Speed: IBIX’s speed is fundamentally determined by the speed of evaluating the underlying model f. For the forward mapping F, IBIX’s cost equals the inference cost of f times the number H of jitters (Sect. 3.2). For the backward mapping B, this cost increases by a factor of K, equal to the number of blocks used to discretize the input domain. This cost can be however spread over multiple scales (Sect. 4.1.2) to generate high-resolution mappings in areas where the signal is high, thus, of interest to the user. All in all, for typical DL pipelines, F runs at interactive rates for inputs (and outputs) of dimensionality (n, respectively m) of up to one million. Computing B takes over 20 seconds for such input sizes using two scales. Using multiple scales could further reduce such costs, an investigation which is subject to future work. Note also that we currently compute our two scales using superpixels (Sect. 4.1.2), which only works for image inputs.
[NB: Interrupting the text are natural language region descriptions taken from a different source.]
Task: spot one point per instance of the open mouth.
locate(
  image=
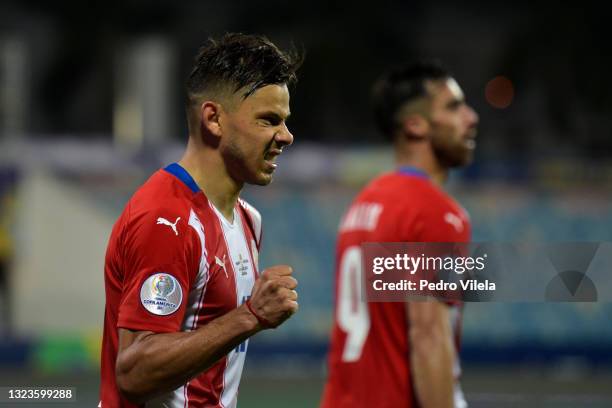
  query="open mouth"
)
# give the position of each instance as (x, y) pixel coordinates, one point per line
(270, 157)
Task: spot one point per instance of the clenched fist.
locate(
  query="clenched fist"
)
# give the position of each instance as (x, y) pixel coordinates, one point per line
(274, 298)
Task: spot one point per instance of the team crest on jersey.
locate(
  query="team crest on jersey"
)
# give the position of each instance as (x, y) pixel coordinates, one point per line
(161, 294)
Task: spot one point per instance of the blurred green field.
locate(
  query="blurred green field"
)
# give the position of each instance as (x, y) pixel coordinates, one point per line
(491, 387)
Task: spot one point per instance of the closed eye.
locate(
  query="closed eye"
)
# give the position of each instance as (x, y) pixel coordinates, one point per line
(271, 120)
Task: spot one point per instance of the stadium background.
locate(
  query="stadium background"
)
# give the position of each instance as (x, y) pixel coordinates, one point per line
(91, 104)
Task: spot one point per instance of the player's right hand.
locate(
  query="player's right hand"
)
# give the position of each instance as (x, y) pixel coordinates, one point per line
(274, 298)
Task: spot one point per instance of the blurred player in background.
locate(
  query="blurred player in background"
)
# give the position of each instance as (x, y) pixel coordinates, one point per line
(403, 354)
(183, 289)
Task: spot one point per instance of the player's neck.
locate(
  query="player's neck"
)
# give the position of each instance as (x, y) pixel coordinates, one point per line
(437, 173)
(210, 174)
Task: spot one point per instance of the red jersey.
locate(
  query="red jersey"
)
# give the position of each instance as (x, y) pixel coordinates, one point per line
(369, 357)
(174, 263)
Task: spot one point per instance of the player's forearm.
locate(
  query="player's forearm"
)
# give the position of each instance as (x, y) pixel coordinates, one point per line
(432, 364)
(159, 363)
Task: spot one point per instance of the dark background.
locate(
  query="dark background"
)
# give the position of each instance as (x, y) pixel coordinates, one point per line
(554, 54)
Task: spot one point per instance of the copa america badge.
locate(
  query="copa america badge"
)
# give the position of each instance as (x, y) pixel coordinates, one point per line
(161, 294)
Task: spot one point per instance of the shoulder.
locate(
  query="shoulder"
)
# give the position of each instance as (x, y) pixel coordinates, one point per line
(158, 210)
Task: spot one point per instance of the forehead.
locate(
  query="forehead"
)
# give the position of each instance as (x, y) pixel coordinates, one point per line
(444, 91)
(273, 98)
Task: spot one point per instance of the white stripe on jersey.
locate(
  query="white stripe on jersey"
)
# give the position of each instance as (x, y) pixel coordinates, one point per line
(244, 272)
(196, 294)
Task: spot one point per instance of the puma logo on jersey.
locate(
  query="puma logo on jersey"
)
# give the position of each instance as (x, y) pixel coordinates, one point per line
(454, 220)
(221, 263)
(164, 221)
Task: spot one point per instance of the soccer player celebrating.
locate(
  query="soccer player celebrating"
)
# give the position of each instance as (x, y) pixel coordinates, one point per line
(403, 354)
(183, 289)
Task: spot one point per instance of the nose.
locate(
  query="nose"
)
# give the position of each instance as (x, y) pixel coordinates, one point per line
(283, 137)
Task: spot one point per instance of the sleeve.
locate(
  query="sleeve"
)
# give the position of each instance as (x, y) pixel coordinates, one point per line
(161, 259)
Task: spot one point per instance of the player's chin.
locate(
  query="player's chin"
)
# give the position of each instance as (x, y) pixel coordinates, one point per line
(263, 178)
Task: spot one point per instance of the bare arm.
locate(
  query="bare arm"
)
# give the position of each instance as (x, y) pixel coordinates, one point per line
(149, 364)
(432, 353)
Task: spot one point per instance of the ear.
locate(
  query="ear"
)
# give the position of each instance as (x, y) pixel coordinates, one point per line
(415, 126)
(210, 113)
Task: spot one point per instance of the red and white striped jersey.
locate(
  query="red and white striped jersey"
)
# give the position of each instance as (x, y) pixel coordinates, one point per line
(175, 263)
(369, 357)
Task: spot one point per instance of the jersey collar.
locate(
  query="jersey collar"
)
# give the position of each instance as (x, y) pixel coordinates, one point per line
(180, 173)
(412, 171)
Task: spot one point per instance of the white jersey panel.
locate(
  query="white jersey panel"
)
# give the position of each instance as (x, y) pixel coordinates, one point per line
(244, 275)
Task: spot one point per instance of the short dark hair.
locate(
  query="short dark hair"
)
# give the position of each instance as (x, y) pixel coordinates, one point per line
(239, 61)
(400, 85)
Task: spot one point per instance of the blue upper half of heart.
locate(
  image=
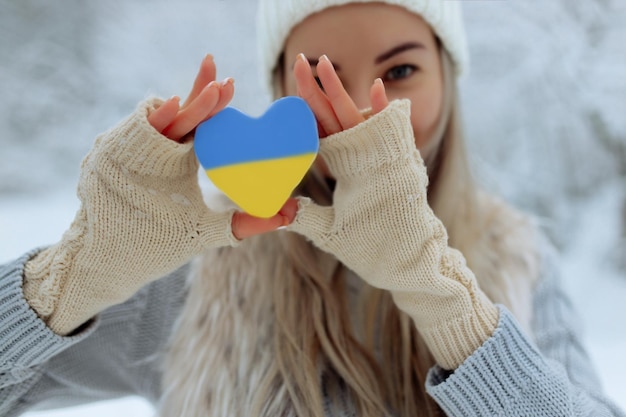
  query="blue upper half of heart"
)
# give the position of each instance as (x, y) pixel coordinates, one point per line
(288, 128)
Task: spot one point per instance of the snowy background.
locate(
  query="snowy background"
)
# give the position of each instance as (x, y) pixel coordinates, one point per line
(544, 106)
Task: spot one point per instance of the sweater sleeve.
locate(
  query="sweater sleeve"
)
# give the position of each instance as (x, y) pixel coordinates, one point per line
(513, 376)
(115, 354)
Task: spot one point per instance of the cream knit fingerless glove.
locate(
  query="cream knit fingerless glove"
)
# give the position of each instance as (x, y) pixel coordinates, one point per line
(141, 216)
(381, 226)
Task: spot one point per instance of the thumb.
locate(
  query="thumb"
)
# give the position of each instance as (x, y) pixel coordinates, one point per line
(313, 221)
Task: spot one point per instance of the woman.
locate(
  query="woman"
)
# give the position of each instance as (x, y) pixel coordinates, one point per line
(361, 306)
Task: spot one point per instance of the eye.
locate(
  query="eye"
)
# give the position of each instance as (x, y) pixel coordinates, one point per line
(399, 72)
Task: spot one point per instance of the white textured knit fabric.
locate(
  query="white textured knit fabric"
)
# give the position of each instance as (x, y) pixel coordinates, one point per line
(276, 19)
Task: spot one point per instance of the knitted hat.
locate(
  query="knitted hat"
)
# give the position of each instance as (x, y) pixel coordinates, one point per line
(276, 19)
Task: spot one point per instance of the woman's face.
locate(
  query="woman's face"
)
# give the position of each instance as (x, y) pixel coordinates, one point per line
(376, 40)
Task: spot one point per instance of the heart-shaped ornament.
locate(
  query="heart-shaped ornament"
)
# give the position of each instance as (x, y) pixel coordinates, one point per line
(258, 162)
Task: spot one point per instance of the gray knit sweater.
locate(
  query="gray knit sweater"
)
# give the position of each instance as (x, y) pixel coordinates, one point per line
(121, 352)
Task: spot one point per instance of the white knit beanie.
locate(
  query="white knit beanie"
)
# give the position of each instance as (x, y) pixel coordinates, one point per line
(276, 19)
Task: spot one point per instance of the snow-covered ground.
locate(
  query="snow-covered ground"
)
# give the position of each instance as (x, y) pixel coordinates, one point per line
(544, 105)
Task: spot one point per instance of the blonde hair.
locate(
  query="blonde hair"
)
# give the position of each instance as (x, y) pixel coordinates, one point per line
(271, 319)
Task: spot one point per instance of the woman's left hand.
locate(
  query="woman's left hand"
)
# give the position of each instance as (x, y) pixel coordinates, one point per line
(380, 224)
(334, 109)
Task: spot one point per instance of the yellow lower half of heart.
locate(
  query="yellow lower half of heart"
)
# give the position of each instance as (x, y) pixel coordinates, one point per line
(261, 188)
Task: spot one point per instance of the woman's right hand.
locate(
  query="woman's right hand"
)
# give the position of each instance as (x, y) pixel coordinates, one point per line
(142, 212)
(207, 98)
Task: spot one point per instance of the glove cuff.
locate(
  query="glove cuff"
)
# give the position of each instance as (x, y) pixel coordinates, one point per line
(137, 146)
(381, 139)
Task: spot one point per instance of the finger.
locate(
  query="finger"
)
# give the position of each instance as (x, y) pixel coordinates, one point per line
(187, 119)
(310, 91)
(342, 104)
(160, 118)
(378, 96)
(205, 75)
(244, 225)
(227, 91)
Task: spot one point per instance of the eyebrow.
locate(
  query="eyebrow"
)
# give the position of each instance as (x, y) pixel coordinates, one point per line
(397, 50)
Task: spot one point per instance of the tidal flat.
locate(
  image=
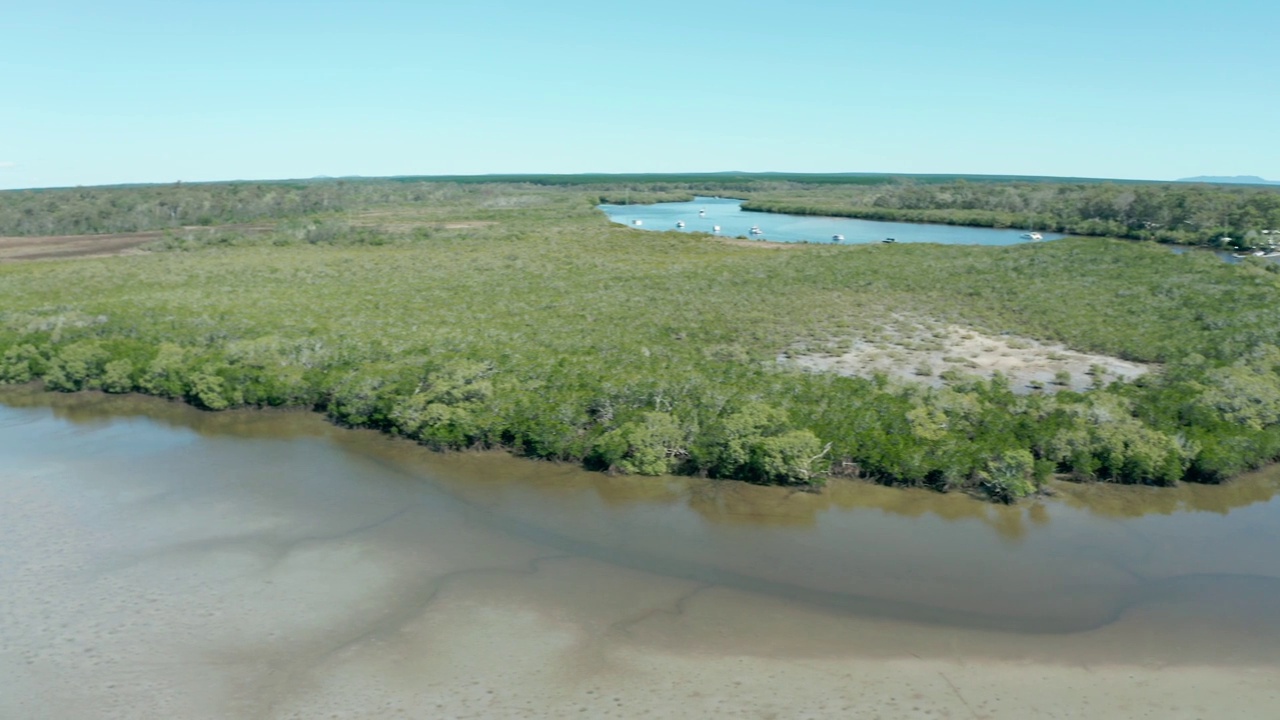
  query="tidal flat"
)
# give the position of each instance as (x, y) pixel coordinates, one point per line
(161, 561)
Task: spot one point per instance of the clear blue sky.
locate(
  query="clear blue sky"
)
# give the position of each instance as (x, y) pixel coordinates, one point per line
(155, 91)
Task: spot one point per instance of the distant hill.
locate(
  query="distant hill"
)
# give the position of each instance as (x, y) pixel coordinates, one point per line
(1232, 180)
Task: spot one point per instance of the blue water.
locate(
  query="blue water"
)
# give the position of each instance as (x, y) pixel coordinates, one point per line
(777, 227)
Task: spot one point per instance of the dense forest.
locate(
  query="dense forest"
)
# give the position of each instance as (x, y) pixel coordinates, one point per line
(515, 315)
(1185, 214)
(1178, 213)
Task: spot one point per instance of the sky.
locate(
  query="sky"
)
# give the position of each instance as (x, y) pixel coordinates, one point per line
(128, 91)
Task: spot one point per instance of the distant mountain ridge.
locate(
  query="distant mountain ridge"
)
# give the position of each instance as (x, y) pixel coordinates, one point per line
(1232, 180)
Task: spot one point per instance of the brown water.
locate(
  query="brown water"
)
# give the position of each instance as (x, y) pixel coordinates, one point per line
(159, 561)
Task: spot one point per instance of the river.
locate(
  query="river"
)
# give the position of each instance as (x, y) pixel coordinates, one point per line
(703, 214)
(159, 561)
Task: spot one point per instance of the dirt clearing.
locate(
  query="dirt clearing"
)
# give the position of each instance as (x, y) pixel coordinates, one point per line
(917, 352)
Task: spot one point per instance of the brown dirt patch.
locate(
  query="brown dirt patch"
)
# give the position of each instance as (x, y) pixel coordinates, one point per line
(920, 354)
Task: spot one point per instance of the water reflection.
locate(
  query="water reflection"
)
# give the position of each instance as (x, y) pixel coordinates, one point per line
(1063, 564)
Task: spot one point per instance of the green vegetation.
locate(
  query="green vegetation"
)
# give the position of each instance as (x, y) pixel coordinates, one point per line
(1176, 213)
(516, 315)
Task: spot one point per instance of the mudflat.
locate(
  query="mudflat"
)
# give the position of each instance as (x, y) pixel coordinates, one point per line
(165, 563)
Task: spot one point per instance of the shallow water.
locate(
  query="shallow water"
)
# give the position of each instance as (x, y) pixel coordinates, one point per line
(254, 564)
(778, 227)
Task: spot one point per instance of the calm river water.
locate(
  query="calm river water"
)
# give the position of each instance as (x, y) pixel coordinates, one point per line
(158, 561)
(704, 213)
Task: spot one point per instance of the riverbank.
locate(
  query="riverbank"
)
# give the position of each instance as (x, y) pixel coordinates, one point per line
(519, 318)
(169, 563)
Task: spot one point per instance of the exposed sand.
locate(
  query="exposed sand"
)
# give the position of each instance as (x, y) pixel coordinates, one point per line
(920, 354)
(213, 593)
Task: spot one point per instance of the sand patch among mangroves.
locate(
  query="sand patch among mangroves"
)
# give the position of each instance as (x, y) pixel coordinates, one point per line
(929, 354)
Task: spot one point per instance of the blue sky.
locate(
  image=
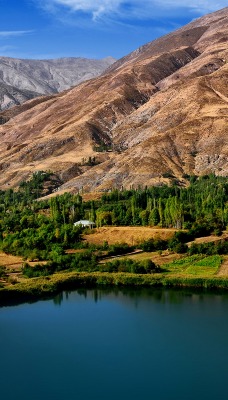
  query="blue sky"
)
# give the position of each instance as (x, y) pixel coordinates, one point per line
(91, 28)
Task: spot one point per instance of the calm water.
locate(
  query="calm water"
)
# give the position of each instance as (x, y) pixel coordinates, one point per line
(88, 345)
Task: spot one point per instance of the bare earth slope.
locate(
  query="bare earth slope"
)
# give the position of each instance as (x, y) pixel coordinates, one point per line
(21, 80)
(160, 111)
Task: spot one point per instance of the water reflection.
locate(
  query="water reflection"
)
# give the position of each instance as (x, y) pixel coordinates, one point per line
(137, 295)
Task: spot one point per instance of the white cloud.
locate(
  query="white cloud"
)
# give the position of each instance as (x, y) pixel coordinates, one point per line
(6, 34)
(139, 9)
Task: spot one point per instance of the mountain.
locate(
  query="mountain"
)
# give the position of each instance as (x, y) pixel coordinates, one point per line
(21, 80)
(155, 116)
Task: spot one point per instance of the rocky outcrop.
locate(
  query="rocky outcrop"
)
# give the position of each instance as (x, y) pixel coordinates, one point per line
(155, 116)
(21, 80)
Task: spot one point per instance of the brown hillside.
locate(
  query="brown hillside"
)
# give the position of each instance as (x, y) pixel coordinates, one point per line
(161, 112)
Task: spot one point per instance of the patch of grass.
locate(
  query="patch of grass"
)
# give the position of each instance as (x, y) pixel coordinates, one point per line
(208, 265)
(195, 265)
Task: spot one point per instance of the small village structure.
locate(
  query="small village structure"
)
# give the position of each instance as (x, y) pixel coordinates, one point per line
(85, 223)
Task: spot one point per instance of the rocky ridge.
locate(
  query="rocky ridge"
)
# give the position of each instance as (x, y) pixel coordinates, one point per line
(21, 80)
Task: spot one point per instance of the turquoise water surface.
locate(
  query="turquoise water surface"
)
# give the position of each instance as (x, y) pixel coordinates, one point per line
(130, 344)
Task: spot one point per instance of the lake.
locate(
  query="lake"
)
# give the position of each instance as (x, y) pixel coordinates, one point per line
(116, 344)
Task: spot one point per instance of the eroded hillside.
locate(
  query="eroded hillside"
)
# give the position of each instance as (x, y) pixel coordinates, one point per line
(156, 115)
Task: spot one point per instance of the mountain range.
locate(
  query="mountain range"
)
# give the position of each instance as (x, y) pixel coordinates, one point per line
(21, 80)
(153, 117)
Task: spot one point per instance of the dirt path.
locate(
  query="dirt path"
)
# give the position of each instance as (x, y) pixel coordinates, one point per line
(128, 234)
(223, 270)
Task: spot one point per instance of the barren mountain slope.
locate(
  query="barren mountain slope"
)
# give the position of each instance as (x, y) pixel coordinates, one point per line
(161, 112)
(21, 80)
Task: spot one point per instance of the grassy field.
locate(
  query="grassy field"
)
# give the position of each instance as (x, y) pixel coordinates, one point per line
(131, 235)
(176, 270)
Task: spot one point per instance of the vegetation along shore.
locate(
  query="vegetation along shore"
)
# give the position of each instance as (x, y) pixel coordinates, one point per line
(158, 236)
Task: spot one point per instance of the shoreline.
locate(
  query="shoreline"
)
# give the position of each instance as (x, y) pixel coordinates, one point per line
(46, 287)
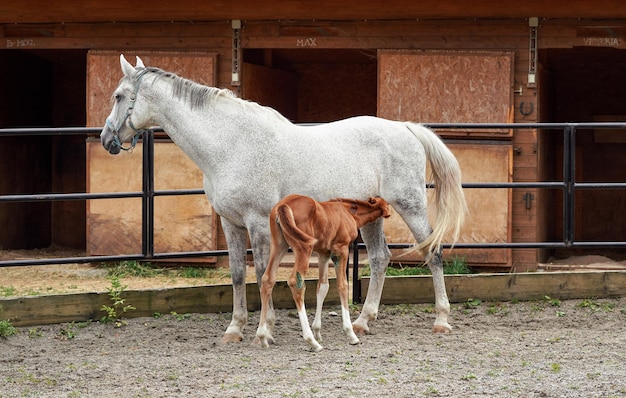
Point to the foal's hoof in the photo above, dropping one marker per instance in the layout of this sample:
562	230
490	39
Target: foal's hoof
360	330
440	329
231	338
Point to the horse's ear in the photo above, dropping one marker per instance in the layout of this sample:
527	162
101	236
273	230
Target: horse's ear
139	63
127	68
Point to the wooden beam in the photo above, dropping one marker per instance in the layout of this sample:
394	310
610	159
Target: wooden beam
564	285
66	11
42	310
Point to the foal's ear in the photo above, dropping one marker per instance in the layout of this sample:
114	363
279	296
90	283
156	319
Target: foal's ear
139	63
127	68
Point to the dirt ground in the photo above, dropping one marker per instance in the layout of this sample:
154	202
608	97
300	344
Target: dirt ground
533	349
547	348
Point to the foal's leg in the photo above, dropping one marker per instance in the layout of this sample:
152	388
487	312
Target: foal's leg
260	238
298	287
236	239
379	255
342	287
322	291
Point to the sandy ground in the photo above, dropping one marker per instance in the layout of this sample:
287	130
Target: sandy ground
548	348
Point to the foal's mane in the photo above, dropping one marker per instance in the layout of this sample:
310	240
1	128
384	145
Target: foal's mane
199	96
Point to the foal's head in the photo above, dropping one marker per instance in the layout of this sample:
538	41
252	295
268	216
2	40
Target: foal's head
368	211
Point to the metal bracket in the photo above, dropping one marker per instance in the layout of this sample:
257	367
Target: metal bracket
533	23
236	25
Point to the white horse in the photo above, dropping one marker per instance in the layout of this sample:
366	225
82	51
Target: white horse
252	157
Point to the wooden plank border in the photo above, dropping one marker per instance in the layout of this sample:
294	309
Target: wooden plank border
505	287
40	310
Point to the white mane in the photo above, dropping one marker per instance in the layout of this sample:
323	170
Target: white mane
199	96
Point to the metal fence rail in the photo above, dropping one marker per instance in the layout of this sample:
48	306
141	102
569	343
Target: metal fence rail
568	185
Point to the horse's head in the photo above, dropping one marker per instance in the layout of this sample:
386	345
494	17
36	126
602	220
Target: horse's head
119	127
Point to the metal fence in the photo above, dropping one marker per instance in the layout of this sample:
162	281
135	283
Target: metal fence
568	185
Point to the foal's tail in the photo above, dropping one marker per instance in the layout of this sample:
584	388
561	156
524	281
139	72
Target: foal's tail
449	197
289	227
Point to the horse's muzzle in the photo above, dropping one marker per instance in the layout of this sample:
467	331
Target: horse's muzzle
108	141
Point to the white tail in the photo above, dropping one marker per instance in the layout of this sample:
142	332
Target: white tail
449	198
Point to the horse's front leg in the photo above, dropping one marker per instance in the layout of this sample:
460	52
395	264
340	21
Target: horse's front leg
442	305
322	291
267	320
298	286
379	255
236	241
342	288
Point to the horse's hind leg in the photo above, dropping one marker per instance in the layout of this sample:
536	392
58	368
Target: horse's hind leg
236	241
298	287
342	287
379	255
417	222
322	291
442	305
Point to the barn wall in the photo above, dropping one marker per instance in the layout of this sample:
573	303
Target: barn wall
509	35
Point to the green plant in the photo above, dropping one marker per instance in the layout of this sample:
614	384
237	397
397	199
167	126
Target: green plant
552	302
68	332
456	266
193	272
111	312
122	269
34	333
471	303
7	291
6	329
180	317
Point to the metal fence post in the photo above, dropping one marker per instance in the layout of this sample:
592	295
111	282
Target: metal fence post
569	180
147	218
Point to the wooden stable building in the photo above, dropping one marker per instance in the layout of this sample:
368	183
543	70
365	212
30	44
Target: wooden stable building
428	61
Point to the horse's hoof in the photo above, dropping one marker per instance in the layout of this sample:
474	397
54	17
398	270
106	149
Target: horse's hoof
355	341
440	329
231	338
360	330
317	348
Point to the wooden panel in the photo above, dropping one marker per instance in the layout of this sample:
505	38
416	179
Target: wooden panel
104	74
33	11
182	223
489	209
446	87
42	310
However, our multiscale idea is generic—one can use any subdivision of the input domain, e.g., quadtrees, octrees or any similar multiresolution scheme.

Limitations: The arguably largest limitation of IBIX is its parameterization. That is, one should decide how many jitter levels N and jitter range size H to use (Sect. 3.2). Too conservative bounds hereof will inevitably only expose the working of the regressor f for a small part of its dynamic range. Setting N and H is, for now, application dependent, based on the expected range and dynamics of f. Separately, IBIX is designed, for now, to explain single input samples \(\textbf{x}\). This is on purpose, since existing VA methods do not handle this use-case well (Sect. 2). Extending IBIX to aggregate its findings for entire datasets, while maintaining its attractive speed, ease-of-use, and genericity, is a key direction to explore next.

IBIX can explain how the input of a regressor influences certain parts of its output, and conversely. This is aimed to help model engineers to spot problematic inference pertaining to certain input and/or output structures, such as demonstrated in Sect. 4.2. However, IBIX does not (aim to) solve such inference problems—it only exposes their presence. It is, still, the task of the model engineer to detect patterns in such problems and, based on that, devise changes to the model’s training data, hyperparameters, or architecture to correct these.

6 Conclusion

We have presented Instance-Based Inference Explainers (IBIX), a framework for building visual explanations of the way multidimensional regressors infer their results for particular instances of interest. IBIX has a simple underlying operation, essentially measuring the rate of change of dimensions of an output (inferred) sample as function of change of the dimensions of the corresponding input. By relating the two changes, IBIX proposes a forward mapping explanation that highlights the output dimensions strongest affected by user-selected dimensions in an input sample; and a backward mapping explanation that, given user-selected dimensions in an output sample, highlights the input dimensions which strongest affect that selection. IBIX is simple to implement, works generically for any multidimensional regressor working on quantitative data, needs no knowledge of the regressor’s internals, and is easy to use.

Several extension directions are possible. We envisage extending IBIX to explain groups of samples rather than individual ones, thereby lifting insights on the regressor’s operation to a higher, more general, level. Alternatively, we consider designing specialized classes perturbations—generic but also application-specific—that users can select to ‘probe’ a given regressor’s response to obtain finer-grained understanding of its functioning, similar to impulse-response testing in dynamical systems analysis. Separately, we aim to extend the bi-level acceleration scheme for backward mapping computation to a multilevel one, thereby bringing its operation to (near) real time without resolution trade-offs. Finally, as IBIX is fully generic in terms of the explored model, we aim to apply it to a larger class of multidimensional regressors beyond image-to-image ones or deep-learning models.